Department of Urology, University of Arizona College of Medicine, 1501 N. Campbell Ave, PO Box 245077, Tucson, AZ, 85724, USA.
Department of Urology, Mayo Clinic Arizona, 5777 E. Mayo Blvd, Phoenix, AZ, 85054, USA.
Urolithiasis. 2022 Dec 12;51(1):15. doi: 10.1007/s00240-022-01373-8.
Kidney stone cultures can be beneficial in identifying bacteria not detected in urine, yet how stone cultures are performed among endourologists, under what conditions, and by what laboratory methods remain largely unknown. Stone cultures are not addressed by current clinical guidelines. A comprehensive REDCap electronic survey sought responses from directed (n = 20) and listserv elicited (n = 108) endourologists specializing in kidney stone disease. Questions included which clinical scenarios prompt a stone culture order, how results influence post-operative antibiotics, and what microbiology lab protocols exist at each institution with respect to processing and resulting stone cultures. Logistic regression statistical analysis determined what factors were associated with performing stone cultures. Of 128 unique responses, 11% identified as female and the mean years of practicing was 16 (range 1-46). A specific 'stone culture' order was available to only 50% (64/128) of those surveyed, while 32% (41/128) reported culturing stone by placing a urine culture order. The duration of antibiotics given for a positive stone culture varied, with 4-7 days (46%) and 8-14 days (21%) the most reported. More years in practice was associated with fewer stone cultures ordered, while higher annual volume of percutaneous nephrolithotomy was associated with ordering more stone cultures (p < 0.01).
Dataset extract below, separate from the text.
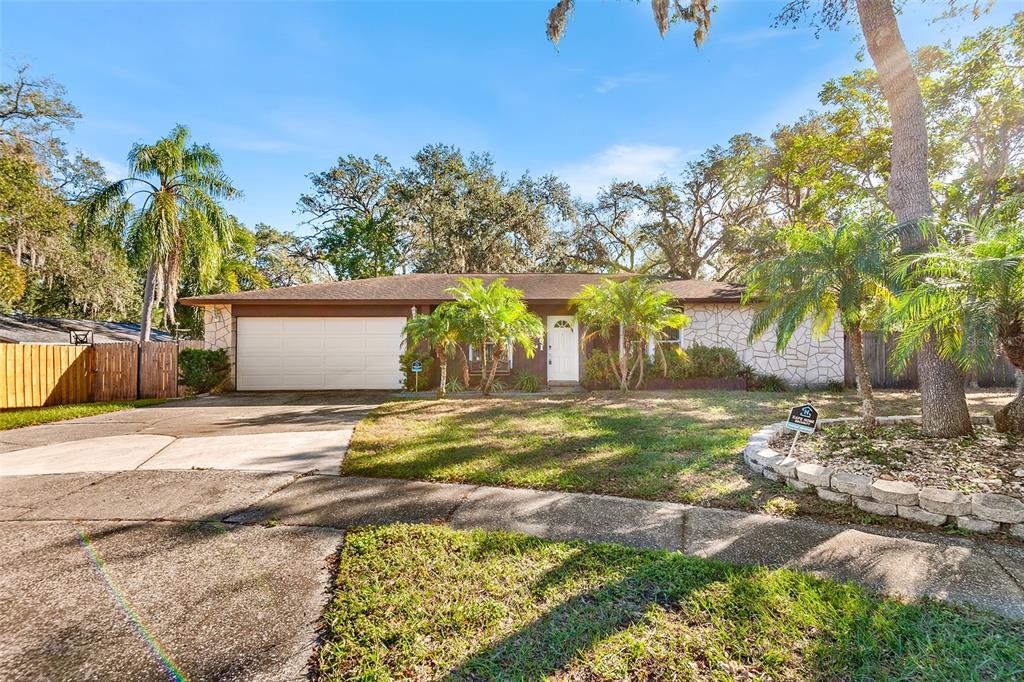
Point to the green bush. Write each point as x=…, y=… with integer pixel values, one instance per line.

Endourologists have differing practice patterns with respect to ordering stone cultures and utilizing the results to guide post-operative antibiotics. With inconsistent microbiology lab stone culture protocols across multiple institutions, more uniform processing is needed for future studies to assess the clinical benefit of stone cultures and direct future guidelines.
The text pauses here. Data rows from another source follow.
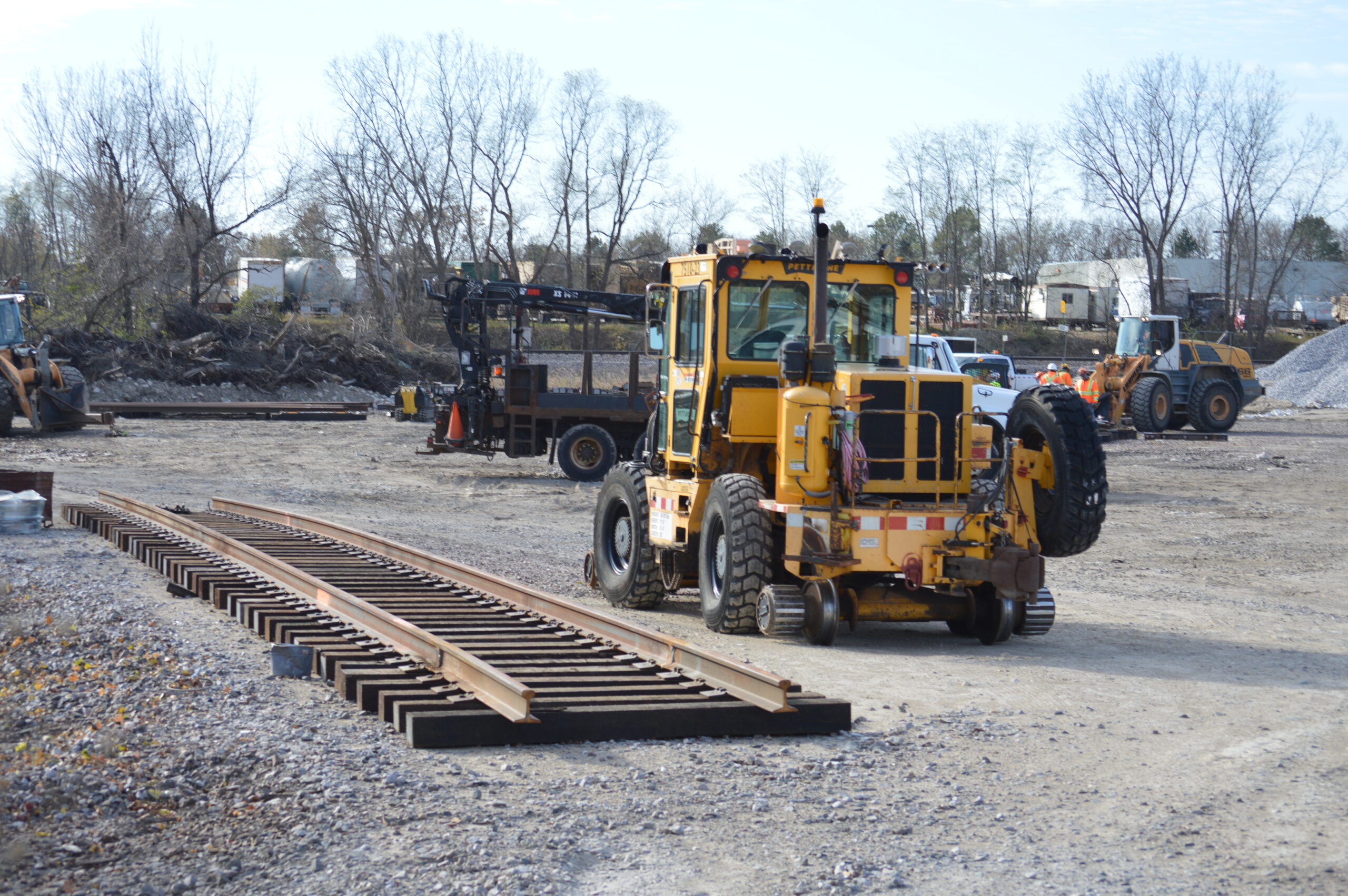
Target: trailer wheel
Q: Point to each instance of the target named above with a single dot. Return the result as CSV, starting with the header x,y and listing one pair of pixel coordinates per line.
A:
x,y
1152,405
1068,516
735,554
1214,406
625,561
587,452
肾结石培养有助于鉴定尿液中未检测到的细菌,但目前仍不清楚泌尿科医生如何进行结石培养、在何种情况下进行以及采用何种实验室方法进行。现行临床指南并未涉及结石培养。一项全面的 REDCap 电子调查向专门从事肾结石疾病的定向(n=20)和列表服务(n=108)泌尿科医生征求了意见。问题包括哪些临床情况提示需要进行结石培养,结果如何影响术后抗生素的使用,以及每个机构在处理和产生结石培养方面存在哪些微生物学实验室方案。逻辑回归统计分析确定了哪些因素与进行结石培养有关。在 128 个唯一回复中,11%的人是女性,平均从业年限为 16 年(范围 1-46 年)。只有 50%(64/128)的受访者可以获得特定的“结石培养”医嘱,而 32%(41/128)的人报告通过放置尿液培养医嘱来进行结石培养。阳性结石培养所给予的抗生素持续时间不同,4-7 天(46%)和 8-14 天(21%)是最常见的报告时间。从业年限越长,下达的结石培养医嘱越少,而每年经皮肾镜碎石术的数量越多,下达的结石培养医嘱就越多(p<0.01)。泌尿科医生在进行结石培养和使用结果来指导术后抗生素使用方面存在不同的实践模式。由于多个机构的微生物学实验室结石培养方案不一致,需要更统一的处理方法,以便进行未来的研究来评估结石培养的临床益处,并为未来的指南提供指导。